Τhis dataspace is part of the COST Action CA15211, Atmospheric Electricity Network: coupling with the Earth System, climate and biological systems (Electronet). The Action is funded by the Horizon 2020 Framework Programme of the European Union via COST.
Action brief description
An atmospheric electric field (AEF) of 100 V/m to several kV/m exists in the atmosphere, resulting from a global electric circuit extending from the surface to the lower ionospheric layers. The study of many environmental processes can benefit substantially by the inclusion of atmospheric electricity. Such processes include, but are not limited to, earthquakes, aerosols / clouds and climate, sun-earth interactions, air pollution, lightning etc. Further, there is emerging evidence that AEF variations may interfere with biological processes, including human brain function. To overcome the lack of coordination of different research efforts in these fields, the Action aims to involve and integrate existing resources in the field of atmospheric electricity, create a network, enhance interaction and create the necessary critical mass of researchers and facilities and thus contribute to the improvement of our understanding of a number of processes that lie at the interface of solid earth, environmental, biological, climatic and solar/terrestrial sciences.
The earth system is like a giant capacitor, its two plates being the ionosphere and earth’s surface. There is a constant vertical potential difference between these two plates in the earth’s atmosphere, named the Potential Gradient (PG), which is around 100-200 V/m near the surface of the earth during fair weather conditions, but can exceed 10,000 V/m during thunderstorms. PG can be influenced by, among others, natural ionizing radiation (e.g. from radon), various solar events (which change the ionospheric currents), air pollution, dust, volcanic ash etc. During the last decade, a number of studies also linked fluctuations in PG, VLF/ELF EM fields, and ionospheric perturbations with earthquake precursor signals. Further, the PG can influence a number of very important climate-relevant processes, namely the nucleation rate of atmospheric aerosols, also those acting as cloud condensation nuclei (CCN), and hence has the potential to interfere with the climate system. Within this natural electromagnetic field, there is a set of extremely low frequency (ELF) spectrum peaks called Schumann Resonances (SR), which are very close to the spectrum peaks of the neural activity of the human brain. There are a number of studies pointing to PG and SR influence on human well-being (depressions, etc). Further, there are studies linking bee and other animal activity to electric fields.

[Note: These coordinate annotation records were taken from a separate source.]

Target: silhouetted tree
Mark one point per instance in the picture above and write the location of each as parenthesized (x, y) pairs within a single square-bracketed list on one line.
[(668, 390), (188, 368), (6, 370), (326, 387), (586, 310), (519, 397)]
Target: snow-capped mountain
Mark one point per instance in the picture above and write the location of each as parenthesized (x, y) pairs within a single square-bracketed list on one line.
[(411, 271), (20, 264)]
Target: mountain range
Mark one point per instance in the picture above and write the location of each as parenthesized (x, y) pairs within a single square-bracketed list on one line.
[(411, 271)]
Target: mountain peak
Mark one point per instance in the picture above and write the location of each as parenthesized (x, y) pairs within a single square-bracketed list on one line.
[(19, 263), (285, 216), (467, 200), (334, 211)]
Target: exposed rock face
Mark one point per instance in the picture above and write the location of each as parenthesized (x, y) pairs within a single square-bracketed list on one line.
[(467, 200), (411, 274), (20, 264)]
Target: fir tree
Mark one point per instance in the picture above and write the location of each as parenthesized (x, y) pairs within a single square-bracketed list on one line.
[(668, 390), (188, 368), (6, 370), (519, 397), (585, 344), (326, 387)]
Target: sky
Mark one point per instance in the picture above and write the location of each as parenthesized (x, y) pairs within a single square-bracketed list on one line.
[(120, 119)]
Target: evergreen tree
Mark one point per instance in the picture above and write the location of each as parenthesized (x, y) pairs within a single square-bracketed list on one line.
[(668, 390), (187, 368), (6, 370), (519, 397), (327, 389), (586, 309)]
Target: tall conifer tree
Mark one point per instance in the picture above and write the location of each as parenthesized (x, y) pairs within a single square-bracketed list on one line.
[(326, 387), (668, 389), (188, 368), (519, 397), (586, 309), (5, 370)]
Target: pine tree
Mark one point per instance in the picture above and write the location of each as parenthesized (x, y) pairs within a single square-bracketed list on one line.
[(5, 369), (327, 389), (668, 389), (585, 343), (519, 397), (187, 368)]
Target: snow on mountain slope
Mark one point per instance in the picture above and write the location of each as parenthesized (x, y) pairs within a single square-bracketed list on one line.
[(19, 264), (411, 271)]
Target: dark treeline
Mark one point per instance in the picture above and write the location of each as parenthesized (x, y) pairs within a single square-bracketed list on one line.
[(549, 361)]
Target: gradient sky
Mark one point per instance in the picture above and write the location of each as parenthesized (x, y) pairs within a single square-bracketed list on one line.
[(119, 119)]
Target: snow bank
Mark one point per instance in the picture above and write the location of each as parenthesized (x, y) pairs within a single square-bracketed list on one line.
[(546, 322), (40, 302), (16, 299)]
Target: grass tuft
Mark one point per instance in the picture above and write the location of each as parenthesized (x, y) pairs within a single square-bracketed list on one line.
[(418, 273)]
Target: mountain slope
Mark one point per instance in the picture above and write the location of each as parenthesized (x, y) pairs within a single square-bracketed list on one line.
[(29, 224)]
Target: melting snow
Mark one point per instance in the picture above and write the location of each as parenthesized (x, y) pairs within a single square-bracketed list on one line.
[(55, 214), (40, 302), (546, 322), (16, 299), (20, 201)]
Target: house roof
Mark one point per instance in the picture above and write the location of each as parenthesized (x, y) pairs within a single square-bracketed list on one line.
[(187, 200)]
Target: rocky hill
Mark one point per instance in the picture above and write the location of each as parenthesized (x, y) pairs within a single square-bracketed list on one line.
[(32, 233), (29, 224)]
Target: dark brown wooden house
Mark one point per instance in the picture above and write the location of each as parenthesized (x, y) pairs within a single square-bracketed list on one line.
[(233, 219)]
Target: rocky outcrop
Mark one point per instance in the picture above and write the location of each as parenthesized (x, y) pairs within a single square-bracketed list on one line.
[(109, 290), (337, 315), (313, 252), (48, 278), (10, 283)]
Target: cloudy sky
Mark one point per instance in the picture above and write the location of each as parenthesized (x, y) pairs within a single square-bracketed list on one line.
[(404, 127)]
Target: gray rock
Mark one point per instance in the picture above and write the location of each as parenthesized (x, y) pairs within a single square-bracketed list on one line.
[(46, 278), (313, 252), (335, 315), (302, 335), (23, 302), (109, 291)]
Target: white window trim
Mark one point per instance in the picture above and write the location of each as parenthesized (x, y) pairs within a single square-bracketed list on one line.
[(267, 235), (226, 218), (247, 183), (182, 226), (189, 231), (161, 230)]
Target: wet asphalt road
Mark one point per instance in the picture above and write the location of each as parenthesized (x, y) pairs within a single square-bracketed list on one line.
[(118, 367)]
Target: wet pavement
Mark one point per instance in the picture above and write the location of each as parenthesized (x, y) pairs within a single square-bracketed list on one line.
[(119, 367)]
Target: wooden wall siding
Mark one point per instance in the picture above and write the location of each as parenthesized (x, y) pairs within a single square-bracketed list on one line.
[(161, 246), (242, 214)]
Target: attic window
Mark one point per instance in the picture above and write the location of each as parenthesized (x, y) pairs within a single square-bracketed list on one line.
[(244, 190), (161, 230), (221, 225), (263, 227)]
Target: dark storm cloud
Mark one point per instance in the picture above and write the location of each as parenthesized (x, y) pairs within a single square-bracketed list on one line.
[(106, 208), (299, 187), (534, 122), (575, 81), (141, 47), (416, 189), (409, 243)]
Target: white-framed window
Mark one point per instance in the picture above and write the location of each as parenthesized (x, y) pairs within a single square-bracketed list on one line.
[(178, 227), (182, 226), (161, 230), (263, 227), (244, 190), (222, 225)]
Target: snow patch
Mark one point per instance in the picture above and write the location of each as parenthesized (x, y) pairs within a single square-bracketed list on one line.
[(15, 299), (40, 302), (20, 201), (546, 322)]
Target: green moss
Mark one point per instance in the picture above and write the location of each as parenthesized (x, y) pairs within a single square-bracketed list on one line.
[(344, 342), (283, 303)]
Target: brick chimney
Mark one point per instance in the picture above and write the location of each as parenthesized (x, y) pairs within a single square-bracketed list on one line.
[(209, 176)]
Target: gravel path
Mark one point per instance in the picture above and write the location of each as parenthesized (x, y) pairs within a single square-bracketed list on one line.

Despite the relevance of AEF to these important processes, which are relevant also for the European citizen, it remains poorly studied. There are some groups in Europe involved in the study of atmospheric electricity, each focusing on only one or two aspects of its coupling to the Earth and climate system. Integrating all their research and knowledge is essential in order to progress this promising field of research. Additionally, PG is a global phenomenon linked to the global electric circuit, therefore it’s essential to have a wide variety of measurements at a number of locations around the world in order to understand its temporal and spatial evolution.
This COST Action is launched in order to exploit existing human and facility/instrumental potential available in Europe for the study of the atmospheric electric field and its connections with environmental radioactivity, atmospheric aerosols/clouds and climate, the human well-being and other biological proccesses, as well as various natural or man-made hazards such as thunderstorms, earthquakes, pollution episodes, volcanic ash, fire and dust plumes, nuclear accidents and solar impacts. As outlined above, a number of studies in the past 20 years have demonstrated the use and/or potential of the atmospheric electric field as a pollution proxy, a means for atmospheric radioactivity detection, solar activity monitoring, earthquake precursor, volcanic ash detection and thunderstorm recognition. Despite this, and despite the fact that there is great unexplored potential from synergistic studies of atmospheric electricity with other interdisciplinary environmental processes, progress has been rather slow. This is due, on the one hand, to the fragmentation in the research landscape, and on the other hand, the limited, up to now, EU-level funding in the area, the latter resulting from the former. Another reason might be the great level of interdisciplinarity in the involved research issues, which, in the context of the European Research Area (ERA), is an important advantage.
The main objective of ELECTRONET is to improve knowledge of the multiple effects and interconnections of the atmospheric electric field, including those on biological systems, and its interconnections with other important components of the earth system by enhancing the interactions between national research teams and projects, exploiting the European-level potential and creating a EU-level network AEF facility.